This is one of those books that I love so much that it’s hard to review. I’ll start by saying that if you like stories that mess with narrative and structure, if you like your fiction to be a bit out of the box while remaining beautiful, if you like the Goldsmiths Prize – this is the book for you. Close this tab now and get your hands on it, and come back when you’re finished so we can discuss.
There is so much to discuss.
Asymmetry has two storylines. In one a young professional falls in love with an award-winning author, and in the other an Iraqi-American PhD student is being held at immigration at Heathrow Airport. On the surface there’s nothing in common between the two but the connections dawn on you as you read.
It’s delicious, and these connections are my favorite part of the book. After finishing I immediately went back to my highlights and they took on new meaning. I would open to a random page and find a line that illuminated the narrative in an entirely different light. My favorite books are onions, with layers of insight, and Asymmetry is just that, roughly chopped into pieces and tossed in the most beguiling way.
The themes run the gamut from what it means to be an artist to post 9/11 politics to, as you could guess, asymmetries of all sorts. And the writing! The dialogue is smart and flowing yet doesn’t strain credibility.
For all his assurances, he himself became gloomy. Not without pleasure, Alice felt herself being tested by these dramatic circumstances.
“Of course,” she said, “we all have to worry. I could get cancer. Or tomorrow, in the street, you could be–”
He closed his eyes and held up a hand. “I already know about the bus.”
I love the insights as well, and they’re often laced with humor.
Then, going cheerfully around the room, he would switch off the phone, the fax, the lights, pour himself a glass of chocolate soymilk, and count out a small pile of pills. “The older you get,” he explained, “the more you have to do before you can go to bed. I’m up to one hundred things.”

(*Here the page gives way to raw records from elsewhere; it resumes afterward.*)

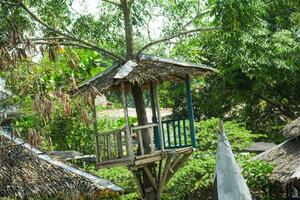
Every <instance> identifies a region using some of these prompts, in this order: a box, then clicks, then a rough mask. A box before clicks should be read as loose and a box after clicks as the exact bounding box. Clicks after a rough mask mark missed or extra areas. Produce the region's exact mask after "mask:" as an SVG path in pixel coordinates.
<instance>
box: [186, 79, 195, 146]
mask: <svg viewBox="0 0 300 200" xmlns="http://www.w3.org/2000/svg"><path fill="white" fill-rule="evenodd" d="M185 86H186V95H187V108H188V112H189V122H190V123H189V124H190V134H191V142H192V146H193V147H194V148H196V138H195V125H194V108H193V102H192V94H191V82H190V76H189V75H188V74H187V75H186V77H185Z"/></svg>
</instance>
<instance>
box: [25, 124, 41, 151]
mask: <svg viewBox="0 0 300 200" xmlns="http://www.w3.org/2000/svg"><path fill="white" fill-rule="evenodd" d="M27 140H28V143H29V144H30V145H31V146H33V147H37V146H39V145H40V144H41V143H42V139H41V136H40V133H38V132H37V131H36V130H35V129H33V128H30V129H28V139H27Z"/></svg>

The writing style changes from section to section and while I respect the reason I feel the middle part falls oh-so-slightly flat in comparison with the beginning and end. That’s my only complaint, though. It’s hard to believe this is a debut novel.
I can’t wait to reread Asymmetry, and I can’t wait for you guys to read it so we can get in all kinds of discussions about it. Perfect for those who like the slightly unconventional, book clubs, or anyone that enjoys their mind being gently twisted as they read. Highly recommended.
Thanks to Simon & Schuster and Edelweiss for providing a review copy.